Scrapy spiders present in the scrapy project src/data_collection/using_scrapy
can be run using the following command:
$ cd src/data_collection/using_scrapy
$ scrapy crawl visit_pittsburgh -O path/to/output.jsonl # or pittsburgh_pa, steelers, pirates, penquins
src/data_annotation
includes a QA generation notebook (
qa-generation.ipynb
) for automated data processing and question-answer generation.
To execute the notebook, open it in Jupyter Notebook or a compatible IDE and run the cells in order.
src/finetuning_scripts
includes the notebook used to fine-tune the Mistral 7B model on the generated QA pairs using Q-LoRA in 4 bit quantization.
To execute the notebook, open it in Jupyter Notebook or a compatible IDE and run the cells in order.
Components of the RAG pipeline, such as embedding documents and building the dense index, loading existing embeddings
and building the dense index, building the sparse index and infering using the pipeline can be run as Python scripts
from the src/rag_pipeline
directory.
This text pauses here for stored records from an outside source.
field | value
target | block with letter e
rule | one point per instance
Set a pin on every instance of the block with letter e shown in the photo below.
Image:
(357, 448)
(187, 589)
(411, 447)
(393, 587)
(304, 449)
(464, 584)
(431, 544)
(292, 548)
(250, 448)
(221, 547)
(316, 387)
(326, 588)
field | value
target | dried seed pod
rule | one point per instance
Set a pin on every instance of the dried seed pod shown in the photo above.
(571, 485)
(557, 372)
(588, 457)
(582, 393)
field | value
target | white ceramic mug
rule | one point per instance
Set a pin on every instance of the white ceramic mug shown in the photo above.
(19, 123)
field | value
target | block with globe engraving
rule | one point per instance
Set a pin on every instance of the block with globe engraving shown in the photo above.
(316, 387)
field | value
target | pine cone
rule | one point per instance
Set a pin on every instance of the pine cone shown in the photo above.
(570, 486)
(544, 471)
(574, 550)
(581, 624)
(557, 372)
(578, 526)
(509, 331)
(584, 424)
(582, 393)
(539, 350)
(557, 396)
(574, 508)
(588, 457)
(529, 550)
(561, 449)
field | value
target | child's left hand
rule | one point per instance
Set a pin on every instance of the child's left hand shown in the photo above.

The appropriate configuration needs to be set in a config file present in the src/rag_pipeline/conf
directory and then specified in the command. Config files are managed using Hydra/OmegaConf
and are in the Hydra format. Please look at existing files for an example. To run the pipeline with a specific
configuration, run:
$ python src/rag_pipeline/embed_and_build_index.py --config-name=validation
The complete validation pipeline can be run as:
$ python src/rag_pipeline/rag_validation.py --config-name=validation
The demo app can be run as:
streamlit run src/app.py
The processed dataset, including the complete knowledge corpus, generated and manually annotated QA pairs, embeddings, and dense and sparse indices is available on Kaggle.
Adapters for the best-performing reader model, Mistral 7B fine-tuned using Q-Lora on ~38,000 QA pairs, are available on the Huggingface Hub.
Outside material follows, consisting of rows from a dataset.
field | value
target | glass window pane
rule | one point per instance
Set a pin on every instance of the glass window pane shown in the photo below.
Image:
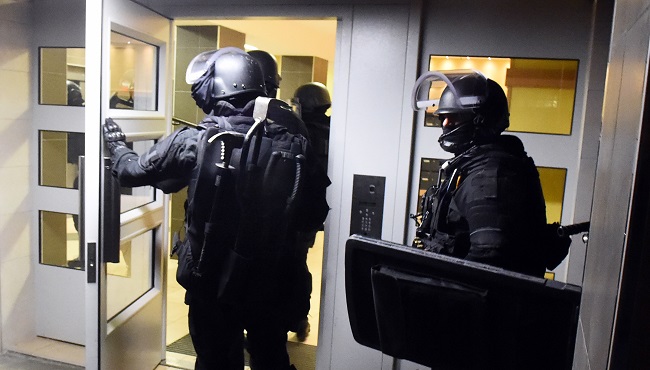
(553, 182)
(132, 276)
(132, 198)
(134, 74)
(62, 76)
(541, 92)
(60, 240)
(59, 158)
They can be loaded via Unsloth AI's FastLanguageModel
or Huggingface's AutoPeftModel
classes. Please see src/rag_pipeline/rag_validation.py
for an example.
Along with LangChain for implementation, this project uses Hydra for configuration management and Weights and Biases for experiment tracking.
While numbers tell the same story, the difference is best seen through examples. Note the quality and factuality difference across the Mistral 7B model off-the-shelf, with fine-tuning, and with fine-tuning and retrieved context.
Mistral - No Finetune | Mistral - Finetuned | Mistral - RAG |
---|---|---|
Question: Where is the NNOC House located? Answer: The NNOC House is located in the heart of the city, on a busy street. It is a three-story building with a large front door and a small side entrance. The building is made of brick and has a red roof. The windows are small and the walls are white. The building is surrounded by a small garden. |
Question: Where is the NNOC House located? Answer: The NNOC House is located in Pittsburgh, Pennsylvania. |
Question: Where is the NNOC House located? Answer: 7101 Apple Street at Pittsburgh, PA. |
Question: What is the theme of Tim Pearce's jokes? Answer: The theme of Tim Pearce's jokes is that he is a very funny person. |
Question: What is the theme of Tim Pearce's jokes? Answer: His jokes are about his life and experiences. |
Question: What is the theme of Tim Pearce's jokes? Answer: They are primarily snail-related jokes. |
Reranking of retrieved documents using a cross-encoder model as well as query rewording using HyDE lead to significant performance gains. All results reported with k = 5.
The x-axis label corresponds to dense k - sparse k - reranking k. The first two sets of bars show that dense retrieval significantly beats sparse entity-based retrieval. Sets 2 and 3 show the benefit of using a larger k for dense retrieval – even if the mean reciprocal rank (MRR) goes down, the overall recall rate improves. Finally, sets 3, 4, and 5 show that the recall rate improves by using larger k’s for reranking, without hurting the MRR.
Mistral 7B performs the best on our test set according to the SQuAD exact match metric, which Gemma 2B performs better according to the SQuAD F1 metric, hence the star. The fine-tuned models perform significantly better than off-the-shelf models (which manage to get a 0 on the exact match metric).